Heart imaging software differs in performance
Coronary artery disease is the leading cause of death in the US. Early and accurate detection and monitoring are important to help reduce risk. Cardiac single-photon-emission computed tomography (SPECT) is one of the most commonly used detection methods because it can image the regional blood flow and function of the heart muscle at rest and under stress. Because visual interpretation of SPECT images is subjective, time-consuming and dependent upon the observer’s expertise, automated software packages have been created to provide more consistent, efficient and accurate results.
Dr. Mathews B. Fish from Sacred Heart Medical Center in Eugene, Ore., and colleagues at Cedars-Sinai Medical Center in Los Angeles and at the University of Oregon in Eugene discovered that these software packages are not consistent with one another and that they provide very different results, which can make comparing images over time in the same patient difficult.
As reported in the January/February 2008 issue of the Journal of Nuclear Cardiology, the researchers tested 328 patients who had been referred for rest/stress cardiac SPECT imaging for coronary artery disease. Of these, 188 patients with a high risk for heart disease underwent coronary angiography after SPECT imaging. The other 140 patients were considered “low likelihood” for heart disease (less than a 5 percent chance) and did not undergo angiography.
Patients were imaged with SPECT dual-detector scintillation cameras from Philips Medical Systems of Bothell, Wash., both at rest and during treadmill testing or low-level exercise. Quantitative analysis was performed with three popular cardiac software tools: 4D-MSPECT from the University of Michigan Medical Center in Ann Arbor, Emory Cardiac Toolbox from Emory University Medical Center in Atlanta and AutoQuant from Cedars-Sinai Medical Center.
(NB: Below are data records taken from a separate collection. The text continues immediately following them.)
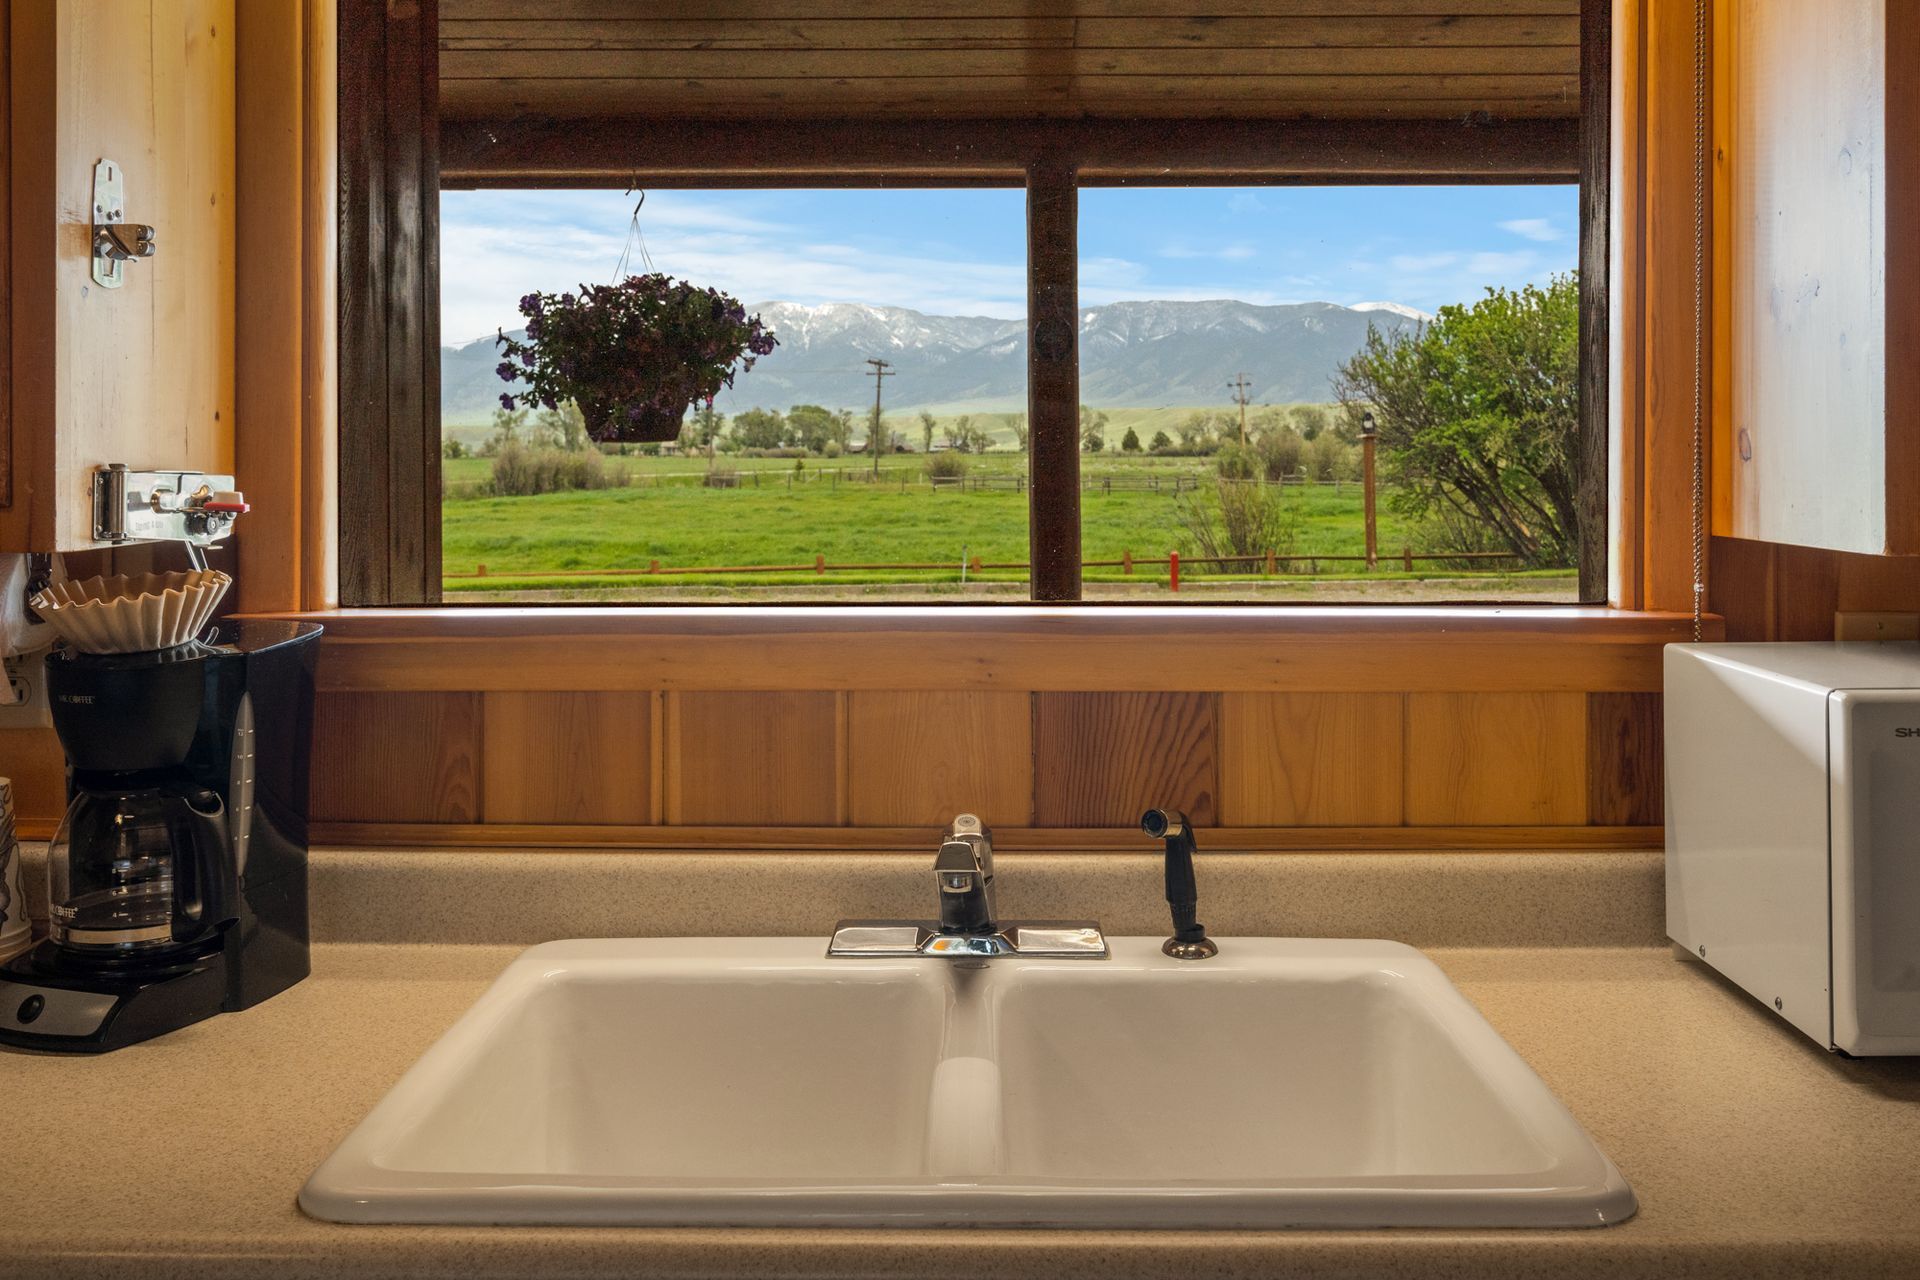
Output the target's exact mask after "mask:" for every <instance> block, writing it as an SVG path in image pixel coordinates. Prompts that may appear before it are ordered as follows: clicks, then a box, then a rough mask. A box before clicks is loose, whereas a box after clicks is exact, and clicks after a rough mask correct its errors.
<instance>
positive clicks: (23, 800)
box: [0, 729, 67, 841]
mask: <svg viewBox="0 0 1920 1280" xmlns="http://www.w3.org/2000/svg"><path fill="white" fill-rule="evenodd" d="M0 777H8V779H12V781H13V816H15V818H17V819H19V835H21V839H29V841H44V839H46V837H50V835H54V825H56V823H58V821H60V816H61V814H63V812H65V810H67V762H65V758H63V756H61V754H60V739H58V737H54V731H52V729H0Z"/></svg>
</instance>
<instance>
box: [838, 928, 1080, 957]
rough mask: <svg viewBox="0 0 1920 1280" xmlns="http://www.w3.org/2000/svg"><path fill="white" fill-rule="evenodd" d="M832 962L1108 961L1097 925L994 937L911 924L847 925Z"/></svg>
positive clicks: (1008, 929) (1040, 930)
mask: <svg viewBox="0 0 1920 1280" xmlns="http://www.w3.org/2000/svg"><path fill="white" fill-rule="evenodd" d="M828 956H831V958H843V960H862V958H864V960H887V958H891V960H899V958H902V956H929V958H933V960H983V958H991V956H1029V958H1044V960H1106V956H1108V948H1106V935H1102V933H1100V925H1096V923H1092V921H1052V919H1044V921H1018V923H1004V925H998V927H996V929H993V931H991V933H941V931H939V929H935V927H933V925H925V923H918V921H908V919H843V921H841V923H839V925H835V927H833V940H831V942H828Z"/></svg>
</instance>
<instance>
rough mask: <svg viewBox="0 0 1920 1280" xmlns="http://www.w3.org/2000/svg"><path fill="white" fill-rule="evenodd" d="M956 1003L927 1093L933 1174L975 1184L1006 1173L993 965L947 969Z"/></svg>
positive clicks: (955, 1003) (947, 1014)
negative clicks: (991, 1014) (989, 1176)
mask: <svg viewBox="0 0 1920 1280" xmlns="http://www.w3.org/2000/svg"><path fill="white" fill-rule="evenodd" d="M947 973H948V977H950V998H948V1002H947V1029H945V1034H943V1040H941V1061H939V1065H937V1067H935V1069H933V1082H931V1086H929V1088H927V1150H925V1161H927V1174H929V1176H933V1178H941V1180H943V1182H973V1180H979V1178H989V1176H995V1174H1000V1173H1004V1171H1006V1130H1004V1111H1006V1103H1004V1096H1002V1079H1000V1063H998V1057H996V1054H995V1044H993V1019H991V1017H989V1009H987V1006H989V1000H991V996H989V994H987V983H989V981H991V979H989V975H987V965H970V963H966V961H952V963H948V965H947Z"/></svg>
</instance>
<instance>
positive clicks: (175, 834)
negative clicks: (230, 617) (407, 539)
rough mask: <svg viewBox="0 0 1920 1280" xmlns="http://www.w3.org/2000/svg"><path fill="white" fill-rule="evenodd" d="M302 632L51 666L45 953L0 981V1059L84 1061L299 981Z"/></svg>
mask: <svg viewBox="0 0 1920 1280" xmlns="http://www.w3.org/2000/svg"><path fill="white" fill-rule="evenodd" d="M319 635H321V628H317V626H313V624H311V622H263V620H225V622H219V624H215V626H213V628H209V629H207V633H204V639H198V641H192V643H188V645H179V647H175V649H159V651H152V652H132V654H83V652H75V651H56V652H54V654H52V656H50V658H48V660H46V689H48V700H50V704H52V712H54V729H56V731H58V733H60V743H61V747H65V750H67V796H69V804H67V816H65V819H63V821H61V823H60V831H58V833H56V835H54V844H52V848H50V850H48V908H50V917H52V919H50V936H48V940H46V942H40V944H38V946H35V948H33V950H29V952H27V954H23V956H15V958H13V960H12V961H8V963H6V965H4V967H0V1044H12V1046H19V1048H35V1050H61V1052H71V1054H104V1052H108V1050H117V1048H121V1046H127V1044H136V1042H140V1040H148V1038H152V1036H157V1034H163V1032H169V1031H175V1029H179V1027H186V1025H190V1023H198V1021H202V1019H205V1017H211V1015H213V1013H223V1011H232V1009H246V1007H250V1006H255V1004H259V1002H261V1000H267V998H269V996H275V994H278V992H282V990H286V988H288V986H292V984H294V983H298V981H300V979H303V977H307V758H309V750H311V739H313V662H315V654H317V649H319V647H317V645H315V641H317V639H319Z"/></svg>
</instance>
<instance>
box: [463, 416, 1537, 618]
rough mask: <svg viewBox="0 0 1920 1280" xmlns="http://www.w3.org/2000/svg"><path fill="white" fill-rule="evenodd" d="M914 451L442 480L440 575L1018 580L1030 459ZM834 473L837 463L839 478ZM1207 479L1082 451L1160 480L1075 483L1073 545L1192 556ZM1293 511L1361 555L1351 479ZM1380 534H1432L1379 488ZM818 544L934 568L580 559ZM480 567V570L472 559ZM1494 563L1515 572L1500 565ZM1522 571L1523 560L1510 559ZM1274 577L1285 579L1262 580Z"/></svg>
mask: <svg viewBox="0 0 1920 1280" xmlns="http://www.w3.org/2000/svg"><path fill="white" fill-rule="evenodd" d="M924 464H925V459H924V457H918V455H899V457H887V459H881V466H883V468H885V474H883V478H881V480H879V482H877V484H876V482H862V480H856V478H860V476H866V474H868V472H870V464H868V466H862V462H860V461H858V459H831V461H826V459H806V461H804V466H803V468H801V470H799V472H797V470H795V464H793V461H791V459H722V466H728V468H733V470H737V472H739V480H741V487H732V489H710V487H705V486H701V484H699V472H705V470H707V462H705V459H639V457H634V459H609V466H614V468H630V484H628V486H626V487H609V489H593V491H570V493H549V495H538V497H449V501H447V503H445V507H444V530H442V558H444V572H445V574H447V580H445V587H447V591H449V595H455V593H490V595H495V597H497V593H543V591H566V593H588V595H605V593H609V591H614V589H618V591H620V595H622V597H624V595H634V593H641V595H645V597H657V595H662V593H676V591H678V593H685V591H689V589H693V591H691V593H693V595H712V593H714V591H716V589H718V591H722V593H741V591H749V589H755V587H776V585H808V587H822V585H826V583H833V585H849V587H851V585H858V583H920V585H922V587H920V589H933V587H937V585H939V583H956V581H958V580H960V566H962V562H964V560H981V562H985V564H987V568H985V570H975V572H970V574H968V580H970V581H972V583H981V587H983V589H985V587H991V585H993V583H1006V585H1008V587H1012V585H1014V583H1018V581H1023V580H1025V570H1023V568H993V564H995V562H1012V564H1018V562H1023V560H1025V558H1027V493H1025V491H1018V489H1014V487H1012V484H1014V480H1016V478H1018V476H1023V474H1025V466H1027V457H1025V455H1020V453H1012V451H1006V453H987V455H975V457H970V459H968V464H970V472H968V480H970V482H972V480H979V478H991V480H993V482H995V484H1000V486H1006V487H991V489H975V487H962V489H954V487H941V489H935V487H933V486H929V484H927V480H925V474H924ZM490 466H492V464H490V462H488V461H486V459H455V461H447V464H445V486H447V491H449V495H461V493H472V491H476V489H478V487H480V486H482V482H484V480H486V476H488V474H490ZM833 472H839V476H837V478H835V474H833ZM1181 476H1185V478H1187V480H1188V484H1192V482H1200V484H1202V486H1206V484H1210V476H1212V459H1156V457H1117V455H1094V457H1087V459H1083V478H1085V480H1091V482H1094V486H1104V482H1106V480H1112V482H1114V484H1116V486H1129V484H1140V482H1142V480H1146V478H1158V480H1160V482H1162V486H1164V489H1162V491H1129V489H1123V487H1121V489H1116V491H1102V487H1089V489H1083V493H1081V526H1083V547H1085V557H1087V558H1089V560H1117V558H1121V555H1123V553H1131V555H1133V557H1137V558H1160V557H1165V555H1167V553H1169V551H1179V553H1181V555H1183V557H1192V555H1196V543H1194V537H1192V533H1190V532H1188V528H1187V524H1185V520H1183V516H1181V509H1183V505H1188V503H1192V501H1196V499H1198V501H1206V489H1200V491H1198V493H1194V491H1187V493H1185V495H1181V497H1175V495H1173V482H1175V478H1181ZM1281 501H1283V505H1284V507H1286V510H1288V512H1290V514H1288V524H1290V547H1277V551H1281V553H1292V555H1302V557H1311V555H1359V553H1361V551H1363V533H1361V493H1359V486H1357V484H1352V482H1348V484H1342V486H1338V487H1332V486H1288V487H1284V489H1283V497H1281ZM1379 543H1380V555H1382V560H1388V557H1398V555H1400V551H1402V547H1407V545H1411V547H1413V549H1415V551H1417V553H1419V551H1427V549H1428V547H1427V543H1425V539H1423V533H1421V530H1419V528H1415V526H1411V524H1409V522H1407V520H1404V518H1402V516H1398V514H1396V512H1394V510H1392V509H1390V505H1388V503H1384V501H1382V503H1380V514H1379ZM814 557H826V560H828V564H900V562H922V564H939V566H950V568H939V570H854V572H829V574H824V576H822V574H814V572H810V570H806V572H753V574H662V576H651V574H647V576H637V578H636V576H622V574H618V572H614V574H607V576H597V574H593V572H591V570H645V568H649V562H653V560H659V562H660V568H668V570H674V568H710V566H733V568H741V566H808V564H812V562H814ZM480 566H486V568H484V574H486V576H484V578H482V576H478V574H480ZM1313 570H1317V576H1319V578H1329V576H1357V574H1359V570H1361V566H1359V564H1354V562H1348V564H1319V566H1309V564H1296V566H1294V568H1292V574H1294V576H1296V578H1300V576H1309V574H1313ZM1187 574H1188V576H1190V580H1192V581H1196V585H1198V583H1206V581H1210V580H1212V581H1213V583H1215V585H1217V583H1219V581H1221V580H1223V578H1236V580H1240V581H1246V583H1248V585H1250V587H1252V585H1258V580H1260V574H1258V568H1254V570H1252V572H1250V574H1248V572H1236V574H1223V572H1221V570H1210V572H1204V570H1200V568H1198V566H1188V570H1187ZM1459 576H1461V574H1459V572H1457V566H1444V564H1432V566H1421V568H1419V572H1415V574H1407V572H1405V570H1404V568H1402V566H1400V564H1398V558H1394V560H1388V562H1382V564H1380V568H1377V570H1375V572H1373V574H1369V576H1367V578H1369V580H1388V578H1402V580H1405V578H1448V580H1457V578H1459ZM1496 578H1500V580H1505V578H1509V576H1505V574H1498V576H1496ZM1513 578H1517V576H1513ZM1087 580H1089V581H1092V583H1100V581H1108V583H1139V585H1142V587H1144V585H1150V583H1164V581H1165V570H1164V568H1162V566H1139V568H1137V570H1135V572H1133V574H1131V576H1129V574H1125V572H1123V570H1121V568H1119V566H1108V568H1096V566H1089V568H1087ZM1271 581H1273V585H1279V580H1271ZM1526 585H1530V587H1532V589H1534V593H1538V591H1540V589H1546V591H1559V589H1561V585H1559V583H1557V581H1540V583H1526Z"/></svg>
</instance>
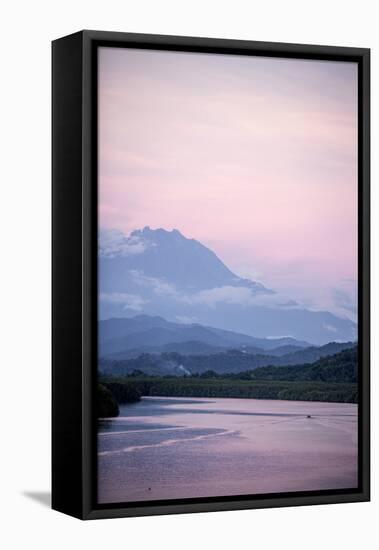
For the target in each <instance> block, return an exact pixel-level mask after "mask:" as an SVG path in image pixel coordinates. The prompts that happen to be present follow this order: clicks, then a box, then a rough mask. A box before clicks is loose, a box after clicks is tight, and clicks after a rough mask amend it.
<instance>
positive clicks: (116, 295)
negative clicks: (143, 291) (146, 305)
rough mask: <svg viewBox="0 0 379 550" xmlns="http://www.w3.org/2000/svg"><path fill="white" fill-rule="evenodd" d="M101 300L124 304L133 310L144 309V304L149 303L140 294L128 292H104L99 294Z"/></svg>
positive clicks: (106, 302) (124, 305) (124, 306)
mask: <svg viewBox="0 0 379 550" xmlns="http://www.w3.org/2000/svg"><path fill="white" fill-rule="evenodd" d="M99 299H100V301H101V302H104V303H107V304H116V305H122V306H123V309H131V310H132V311H142V309H143V306H144V305H146V304H147V301H146V300H144V299H143V298H142V297H141V296H139V295H138V294H128V293H126V292H111V293H109V294H108V293H105V292H102V293H100V295H99Z"/></svg>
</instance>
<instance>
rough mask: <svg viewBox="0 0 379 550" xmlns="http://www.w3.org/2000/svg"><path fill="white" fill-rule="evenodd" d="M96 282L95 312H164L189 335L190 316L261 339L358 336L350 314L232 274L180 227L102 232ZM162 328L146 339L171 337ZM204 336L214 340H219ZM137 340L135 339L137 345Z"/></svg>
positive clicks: (117, 312)
mask: <svg viewBox="0 0 379 550" xmlns="http://www.w3.org/2000/svg"><path fill="white" fill-rule="evenodd" d="M99 287H100V305H99V312H100V319H109V318H112V317H132V316H135V315H136V314H140V313H143V314H147V315H149V316H152V317H155V316H161V317H164V318H165V319H168V320H170V321H174V322H178V321H179V322H181V323H183V324H184V323H187V324H190V326H191V327H192V329H191V330H192V331H193V332H194V334H193V335H192V336H191V337H190V338H189V339H188V341H197V340H198V338H197V336H196V334H195V332H196V329H195V328H193V327H195V326H196V325H194V323H196V324H200V325H202V326H203V327H209V326H211V327H217V328H219V329H224V330H229V331H234V332H238V333H243V334H246V335H250V336H252V337H258V338H267V337H274V338H276V337H280V336H290V337H292V338H294V339H297V340H301V341H306V342H310V343H312V344H316V345H321V344H325V343H327V342H330V341H333V340H335V341H347V340H355V339H356V324H355V323H354V322H353V321H350V320H348V319H342V318H340V317H337V316H336V315H334V314H332V313H329V312H324V311H310V310H307V309H305V308H303V307H301V306H300V305H299V304H297V303H296V302H294V301H293V300H291V299H288V298H284V297H281V296H280V295H279V294H277V293H276V292H275V291H274V290H272V289H268V288H266V287H265V286H263V285H262V284H261V283H259V282H256V281H251V280H249V279H245V278H241V277H239V276H237V275H236V274H234V273H233V272H232V271H231V270H230V269H229V268H228V267H227V266H226V265H225V264H224V263H223V262H222V261H221V260H220V259H219V258H218V257H217V256H216V254H214V252H212V251H211V250H210V249H209V248H207V247H205V246H204V245H203V244H201V243H200V242H198V241H196V240H194V239H188V238H186V237H185V236H183V235H182V234H181V233H180V232H179V231H177V230H173V231H166V230H164V229H156V230H152V229H150V228H149V227H145V228H144V229H142V230H137V231H134V232H132V233H131V234H130V235H129V236H125V235H123V234H122V233H119V232H115V231H110V232H105V231H103V232H101V234H100V240H99ZM191 323H192V324H191ZM162 328H163V330H162V331H161V333H158V332H157V327H154V330H153V331H152V333H150V334H147V335H146V336H148V337H151V338H153V340H152V341H149V340H148V339H147V340H145V341H144V342H143V345H146V346H149V345H166V344H170V343H176V342H177V340H175V339H174V340H170V339H169V338H165V337H166V336H167V337H168V336H169V335H168V334H167V332H166V329H167V327H162ZM160 340H161V341H160ZM159 341H160V343H159ZM207 343H208V344H210V345H214V346H219V343H218V342H217V340H216V339H214V340H213V341H208V342H207ZM140 345H142V342H140V341H138V343H137V344H136V346H135V347H138V346H140ZM252 345H254V344H252ZM125 349H126V348H125ZM119 351H121V350H119Z"/></svg>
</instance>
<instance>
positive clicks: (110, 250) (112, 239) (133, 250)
mask: <svg viewBox="0 0 379 550" xmlns="http://www.w3.org/2000/svg"><path fill="white" fill-rule="evenodd" d="M149 246H152V244H150V243H148V242H147V241H146V240H145V239H142V238H141V237H140V236H139V235H133V234H131V235H129V236H126V235H124V233H123V232H122V231H117V230H115V229H110V230H107V229H102V230H101V231H100V235H99V255H100V256H102V257H106V258H114V257H116V256H132V255H135V254H142V253H143V252H144V251H145V250H146V248H148V247H149Z"/></svg>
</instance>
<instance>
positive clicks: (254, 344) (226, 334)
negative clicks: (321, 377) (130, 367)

The researchers discovered significant differences in normalcy, sensitivity, specificity and accuracy among the three software packages. Normalcy was higher for the Cedars software (91 percent) and 4D-MSPECT (94 percent) versus the Emory software (77 percent). Sensitivity was higher for the Cedars software (87 percent) versus 4D-MSPECT (80 percent). Specificity was higher for Cedars (71 percent) versus Emory (49 percent). And the accuracy was higher for the Cedars software versus both the 4D-MSPECT and Emory software tools. Correlation between the Emory software and the 4D-MSPECT was 0.68, and it was 0.84 between the Cedars software and the 4D-MSPECT.
Based on these differences, the researchers believe that clinicians should consider using the same software for the quantification of coronary artery problems when comparing images over time in the same patient.